Once in America, Boakye began school at an affordable Bible College called Berean Bible Institute, which was located in Belrose, Queens. At first, Boakye stayed in the living room of a Ghanaian couple’s two-bedroom apartment however, after some time, he was able to rent a room near Morris High School in the Bronx. During the interview, Boakye noted that although the transition from Africa to America was difficult, he was able to find support and needed assistance from fellow Ghanaians he met in the Bronx. With the support of others and his own determination, Boakye worked during the day at an auto parts shop near Fordham Road and attended evening classes during the week. Although faced with an arduous schedule and long commute to and from the Bronx and Queens, Boakye managed to complete his four-year course in three years, finally becoming a licensed pastor.
Soon after, Boakye took a position as an Associate Pastor at the Ebenezer Assemblies of God in the Bronx.
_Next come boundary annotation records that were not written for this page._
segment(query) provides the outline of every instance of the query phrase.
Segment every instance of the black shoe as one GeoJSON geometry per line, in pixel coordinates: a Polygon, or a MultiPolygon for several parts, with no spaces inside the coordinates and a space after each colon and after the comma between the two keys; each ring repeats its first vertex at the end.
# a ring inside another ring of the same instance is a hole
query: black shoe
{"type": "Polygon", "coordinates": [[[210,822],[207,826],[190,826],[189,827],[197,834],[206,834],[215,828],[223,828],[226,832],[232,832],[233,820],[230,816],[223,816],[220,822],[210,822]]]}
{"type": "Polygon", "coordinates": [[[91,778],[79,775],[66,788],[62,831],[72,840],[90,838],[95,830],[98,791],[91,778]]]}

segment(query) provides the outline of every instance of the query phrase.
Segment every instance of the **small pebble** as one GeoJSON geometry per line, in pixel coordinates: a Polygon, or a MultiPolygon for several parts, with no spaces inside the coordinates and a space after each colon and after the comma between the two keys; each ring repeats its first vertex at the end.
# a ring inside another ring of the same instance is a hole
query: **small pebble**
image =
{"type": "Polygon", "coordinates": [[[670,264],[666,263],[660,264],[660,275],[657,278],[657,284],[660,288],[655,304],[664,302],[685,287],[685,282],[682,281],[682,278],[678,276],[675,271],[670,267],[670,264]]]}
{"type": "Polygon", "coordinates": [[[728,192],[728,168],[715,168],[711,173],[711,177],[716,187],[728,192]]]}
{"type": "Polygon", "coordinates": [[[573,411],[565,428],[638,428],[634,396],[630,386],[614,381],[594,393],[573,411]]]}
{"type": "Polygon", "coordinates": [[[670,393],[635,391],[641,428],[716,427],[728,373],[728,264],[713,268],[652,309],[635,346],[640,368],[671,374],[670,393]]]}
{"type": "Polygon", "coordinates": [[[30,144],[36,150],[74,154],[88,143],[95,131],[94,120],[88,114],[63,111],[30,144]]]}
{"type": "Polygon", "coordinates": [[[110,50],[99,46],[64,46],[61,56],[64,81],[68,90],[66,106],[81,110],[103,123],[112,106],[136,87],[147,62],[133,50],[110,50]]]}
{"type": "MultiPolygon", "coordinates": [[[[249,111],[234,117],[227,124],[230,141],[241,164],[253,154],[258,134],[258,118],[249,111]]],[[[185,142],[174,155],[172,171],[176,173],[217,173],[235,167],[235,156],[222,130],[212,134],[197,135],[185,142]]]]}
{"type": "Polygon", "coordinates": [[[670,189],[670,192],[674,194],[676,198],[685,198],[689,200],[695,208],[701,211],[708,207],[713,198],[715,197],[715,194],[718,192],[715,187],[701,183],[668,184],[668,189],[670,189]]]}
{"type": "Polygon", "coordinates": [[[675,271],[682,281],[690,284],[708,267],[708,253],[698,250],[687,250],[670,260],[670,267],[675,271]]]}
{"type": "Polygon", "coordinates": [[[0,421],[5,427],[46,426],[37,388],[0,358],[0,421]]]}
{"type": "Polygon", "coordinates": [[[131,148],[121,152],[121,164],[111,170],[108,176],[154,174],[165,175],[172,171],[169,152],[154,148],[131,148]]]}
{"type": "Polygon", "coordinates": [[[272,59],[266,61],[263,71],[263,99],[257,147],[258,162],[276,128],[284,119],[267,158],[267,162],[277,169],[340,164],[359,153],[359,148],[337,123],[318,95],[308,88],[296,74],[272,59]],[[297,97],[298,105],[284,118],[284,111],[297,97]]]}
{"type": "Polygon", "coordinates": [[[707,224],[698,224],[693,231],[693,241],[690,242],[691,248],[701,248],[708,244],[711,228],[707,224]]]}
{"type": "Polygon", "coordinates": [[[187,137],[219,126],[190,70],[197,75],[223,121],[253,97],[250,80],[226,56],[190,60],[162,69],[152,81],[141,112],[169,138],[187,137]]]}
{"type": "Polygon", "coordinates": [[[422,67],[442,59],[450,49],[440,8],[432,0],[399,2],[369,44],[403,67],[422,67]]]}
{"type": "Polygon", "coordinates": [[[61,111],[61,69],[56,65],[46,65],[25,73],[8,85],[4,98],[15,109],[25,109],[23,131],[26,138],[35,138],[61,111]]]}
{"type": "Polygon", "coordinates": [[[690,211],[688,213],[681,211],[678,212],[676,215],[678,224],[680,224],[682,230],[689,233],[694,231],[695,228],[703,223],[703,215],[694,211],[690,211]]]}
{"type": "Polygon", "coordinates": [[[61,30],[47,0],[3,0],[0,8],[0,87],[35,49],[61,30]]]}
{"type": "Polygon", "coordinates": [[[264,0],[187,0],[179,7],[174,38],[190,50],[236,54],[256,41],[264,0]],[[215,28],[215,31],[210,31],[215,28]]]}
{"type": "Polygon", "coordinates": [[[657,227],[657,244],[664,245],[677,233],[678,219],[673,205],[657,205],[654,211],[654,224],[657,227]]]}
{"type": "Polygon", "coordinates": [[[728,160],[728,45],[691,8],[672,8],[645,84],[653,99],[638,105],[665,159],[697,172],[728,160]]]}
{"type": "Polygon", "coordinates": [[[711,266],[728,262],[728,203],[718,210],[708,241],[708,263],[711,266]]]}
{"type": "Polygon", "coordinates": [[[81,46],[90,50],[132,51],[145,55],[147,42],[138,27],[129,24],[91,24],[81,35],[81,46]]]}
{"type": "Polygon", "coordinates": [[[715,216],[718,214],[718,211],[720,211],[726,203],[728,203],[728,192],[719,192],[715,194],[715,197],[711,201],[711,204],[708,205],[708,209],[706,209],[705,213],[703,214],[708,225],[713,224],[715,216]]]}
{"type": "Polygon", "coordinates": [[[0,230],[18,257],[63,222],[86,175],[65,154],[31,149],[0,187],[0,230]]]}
Over three and a half years time, Boakye moved in position from the Associate Pastor to the Senior Pastor of his church where he still serves as Senior Pastor today. The Ebenezer Assemblies of God church serves an estimated two hundred worshippers a week, most of who are from various ethnic groups in Ghana. Through his leadership, Boakye encourages the youth who attend his church to not only be good Christians but also to work hard and attain a degree in higher education. During the interview, Boakye proudly mentioned that many of the young men and women in his church are now going to college in fields like nursing and chemistry in greater numbers. Many have either decided to pursue these degrees at Community Colleges or state schools like SUNY Buffalo, where financial support is readily available for struggling students. By means of social activities that combine spiritual encouragement as well as a means to connect with their cultural heritage, Boakye strives to create a warm and friendly environment for both young and old who attend his church. This passion for people has led him to also head the Ghanaian Ministers Fellowship where he presently serves as president. The fellowship is a citywide organization of Protestant, Pentecostal, and Baptist leaders of Ghanaian descent who work towards establishing unity among their communities.
Boakye is married and has three children, ages nine, seven, and five. He and his family live in a rented apartment near Morris High School in the Bronx. Boakye recently visited Ghana after not having visited for twenty-one years. Moved by seeing his family and old friends on his visit, he hopes to visit again in the near future. For now, he is working towards creating programs to assist the members of his church secure employment, go to college, and deal with the various challenges many immigrants face living in New York City.
Boakye, Benjamin. October 29, 2009. Interview with the Bronx African American History Project. BAAHP Digital Archive at Fordham University.